It's the BEST THING EVER in bumper-to-bumper traffic.

Also you can steer yourself and let it maintain the distance to the car in
front of you by turning on only Traffic Aware Cruise Control.

That said, you should be alert while you use it. If you're a text-while-you-
drive person, the only positive thing I can say is it protects other people
from you.

------
howard941
These crossing-the-T accidents are difficult to avoid manually but radar might
have helped. The article's claim that "Radar systems lack the angular
resolution to distinguish a truck crossing the road from a large street sign
suspended over the road, so they tend to simply ignore stationary objects" is
spurious because signs don't typically move across one's straight-ahead line
of travel.

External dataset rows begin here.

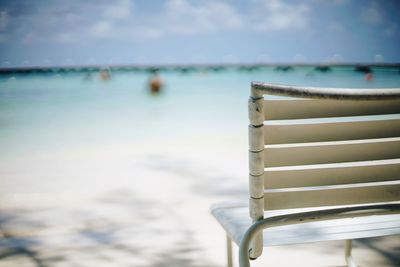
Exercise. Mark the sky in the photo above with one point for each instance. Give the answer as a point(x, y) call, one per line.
point(75, 32)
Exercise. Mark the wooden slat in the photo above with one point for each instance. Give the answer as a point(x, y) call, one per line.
point(332, 174)
point(331, 196)
point(300, 131)
point(331, 152)
point(281, 109)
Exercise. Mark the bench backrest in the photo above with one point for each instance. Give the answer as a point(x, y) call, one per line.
point(338, 148)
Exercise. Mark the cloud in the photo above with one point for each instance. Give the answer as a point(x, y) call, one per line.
point(277, 15)
point(183, 17)
point(118, 10)
point(372, 14)
point(391, 31)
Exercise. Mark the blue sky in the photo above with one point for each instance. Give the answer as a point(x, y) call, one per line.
point(74, 32)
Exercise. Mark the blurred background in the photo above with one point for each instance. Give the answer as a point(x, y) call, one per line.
point(121, 122)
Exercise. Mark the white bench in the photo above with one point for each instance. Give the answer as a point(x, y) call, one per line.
point(324, 165)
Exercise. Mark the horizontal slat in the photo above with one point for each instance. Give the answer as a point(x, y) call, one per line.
point(235, 221)
point(299, 131)
point(331, 196)
point(331, 152)
point(281, 109)
point(332, 174)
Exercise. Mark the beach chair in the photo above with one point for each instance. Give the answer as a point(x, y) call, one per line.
point(324, 165)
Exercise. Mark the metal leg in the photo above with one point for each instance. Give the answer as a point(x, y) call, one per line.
point(229, 251)
point(347, 253)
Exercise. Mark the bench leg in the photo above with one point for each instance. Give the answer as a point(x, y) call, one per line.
point(229, 251)
point(347, 253)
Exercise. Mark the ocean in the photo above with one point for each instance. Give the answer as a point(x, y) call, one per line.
point(87, 167)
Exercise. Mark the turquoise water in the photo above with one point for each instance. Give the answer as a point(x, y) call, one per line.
point(88, 169)
point(49, 111)
point(43, 115)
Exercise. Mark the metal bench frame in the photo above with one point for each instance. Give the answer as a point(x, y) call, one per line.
point(251, 244)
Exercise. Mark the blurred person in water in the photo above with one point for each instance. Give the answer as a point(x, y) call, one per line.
point(155, 83)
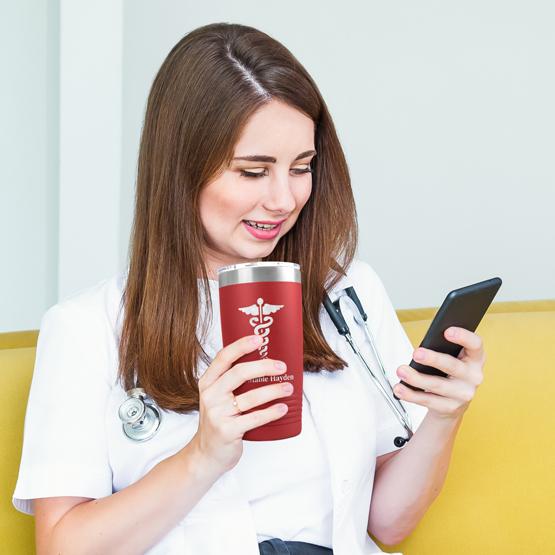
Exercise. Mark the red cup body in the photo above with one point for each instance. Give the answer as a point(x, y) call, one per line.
point(272, 310)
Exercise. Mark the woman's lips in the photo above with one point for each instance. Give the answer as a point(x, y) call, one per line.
point(263, 233)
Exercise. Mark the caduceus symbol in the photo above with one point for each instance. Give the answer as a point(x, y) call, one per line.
point(261, 321)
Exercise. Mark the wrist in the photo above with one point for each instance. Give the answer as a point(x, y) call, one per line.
point(199, 464)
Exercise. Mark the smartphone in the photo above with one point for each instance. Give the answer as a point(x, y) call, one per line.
point(463, 308)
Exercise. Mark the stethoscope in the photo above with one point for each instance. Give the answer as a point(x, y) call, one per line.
point(334, 310)
point(141, 416)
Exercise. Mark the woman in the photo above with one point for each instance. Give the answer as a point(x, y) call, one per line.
point(236, 132)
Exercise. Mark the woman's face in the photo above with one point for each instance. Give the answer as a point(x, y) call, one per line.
point(273, 189)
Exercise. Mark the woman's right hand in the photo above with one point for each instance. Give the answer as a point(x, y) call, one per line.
point(219, 437)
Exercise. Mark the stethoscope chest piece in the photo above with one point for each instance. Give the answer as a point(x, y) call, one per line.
point(140, 415)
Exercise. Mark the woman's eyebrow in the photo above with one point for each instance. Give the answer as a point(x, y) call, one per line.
point(264, 158)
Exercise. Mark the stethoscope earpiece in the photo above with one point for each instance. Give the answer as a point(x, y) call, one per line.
point(139, 415)
point(359, 316)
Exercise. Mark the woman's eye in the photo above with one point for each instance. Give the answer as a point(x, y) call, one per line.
point(296, 171)
point(245, 173)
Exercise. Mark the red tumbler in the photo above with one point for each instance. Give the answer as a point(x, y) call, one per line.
point(265, 298)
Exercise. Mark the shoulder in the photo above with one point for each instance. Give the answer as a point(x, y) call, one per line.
point(363, 277)
point(92, 308)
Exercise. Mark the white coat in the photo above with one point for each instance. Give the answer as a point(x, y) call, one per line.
point(74, 445)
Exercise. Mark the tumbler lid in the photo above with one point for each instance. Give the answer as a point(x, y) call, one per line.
point(250, 272)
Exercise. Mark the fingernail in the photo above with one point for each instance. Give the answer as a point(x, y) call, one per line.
point(420, 354)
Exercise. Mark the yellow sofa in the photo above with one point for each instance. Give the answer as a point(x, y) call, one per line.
point(500, 488)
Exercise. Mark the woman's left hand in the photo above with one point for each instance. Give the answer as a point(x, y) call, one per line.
point(446, 397)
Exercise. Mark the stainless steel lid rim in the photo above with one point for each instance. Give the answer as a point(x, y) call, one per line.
point(251, 272)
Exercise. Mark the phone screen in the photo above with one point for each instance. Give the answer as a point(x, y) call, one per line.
point(463, 308)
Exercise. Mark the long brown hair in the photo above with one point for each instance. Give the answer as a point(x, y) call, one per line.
point(212, 80)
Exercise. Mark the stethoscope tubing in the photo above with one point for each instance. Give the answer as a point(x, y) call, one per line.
point(360, 317)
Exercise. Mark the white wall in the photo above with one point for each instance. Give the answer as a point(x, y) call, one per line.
point(444, 110)
point(28, 161)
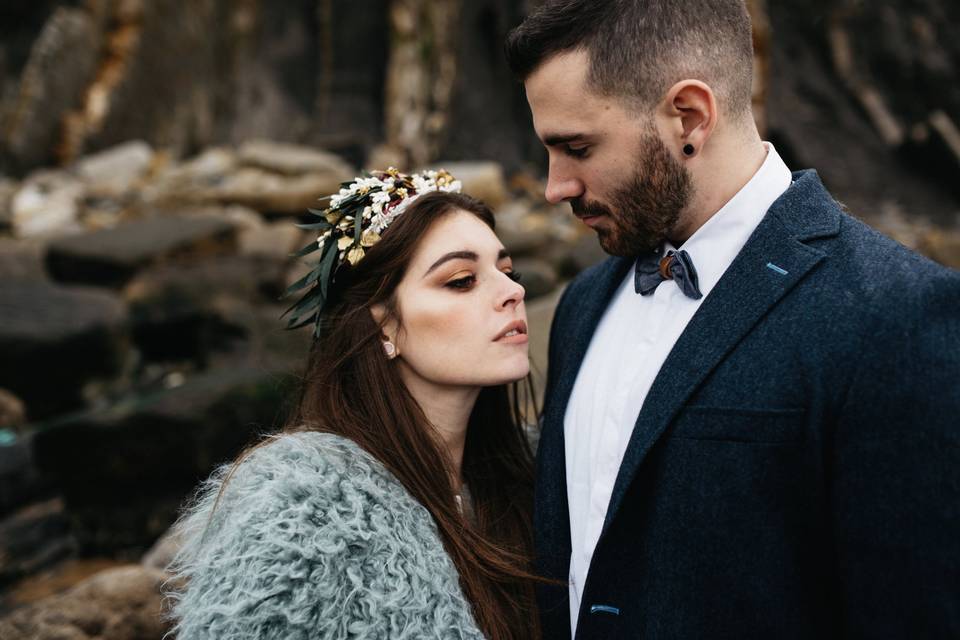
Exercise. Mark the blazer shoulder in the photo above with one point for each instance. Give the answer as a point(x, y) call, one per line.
point(587, 282)
point(893, 278)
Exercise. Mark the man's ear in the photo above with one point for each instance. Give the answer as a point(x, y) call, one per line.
point(692, 108)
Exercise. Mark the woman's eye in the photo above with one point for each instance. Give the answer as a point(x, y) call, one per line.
point(462, 283)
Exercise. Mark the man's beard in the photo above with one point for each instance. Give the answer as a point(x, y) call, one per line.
point(644, 211)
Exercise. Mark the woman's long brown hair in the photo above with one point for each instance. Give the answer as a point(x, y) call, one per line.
point(351, 389)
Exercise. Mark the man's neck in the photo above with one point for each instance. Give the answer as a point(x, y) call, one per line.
point(720, 176)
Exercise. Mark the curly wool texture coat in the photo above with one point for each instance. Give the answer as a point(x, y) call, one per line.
point(313, 538)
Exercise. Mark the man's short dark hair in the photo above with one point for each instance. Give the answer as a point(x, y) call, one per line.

Edited to add that a doppler-only radar would fail, perhaps they
meant that, or one with awful vertical resolution, but a radar exploiting a
static return as in the Bosch adaptive cruise in my ancient chariot has enough
horizontal angular discrimination to usually succeed at distinguishing the car
in my lane of travel from vehicles in adjacent lanes subtending less than
10-15 degrees off of my heading.

It's not clear what time of day we're talking about but if it was in the
afternoon on a clear day the truck, south of the Telsa, traveling from w->e,
possibly was in or near sun glare and given poor roadside maintenance,
obscured by all of the foliage along both roadways.

------
gpickett00
The overarching tone of the article is "Tesla isn't doing a very good job with
its autopilot and could have prevented this". I wonder if there's any data
about how many Tesla's get in crashes versus other cars. I'd suspect that
given that only 2 people have died in over 1 billion miles driven in autopilot
that Tesla's are safer than other cars.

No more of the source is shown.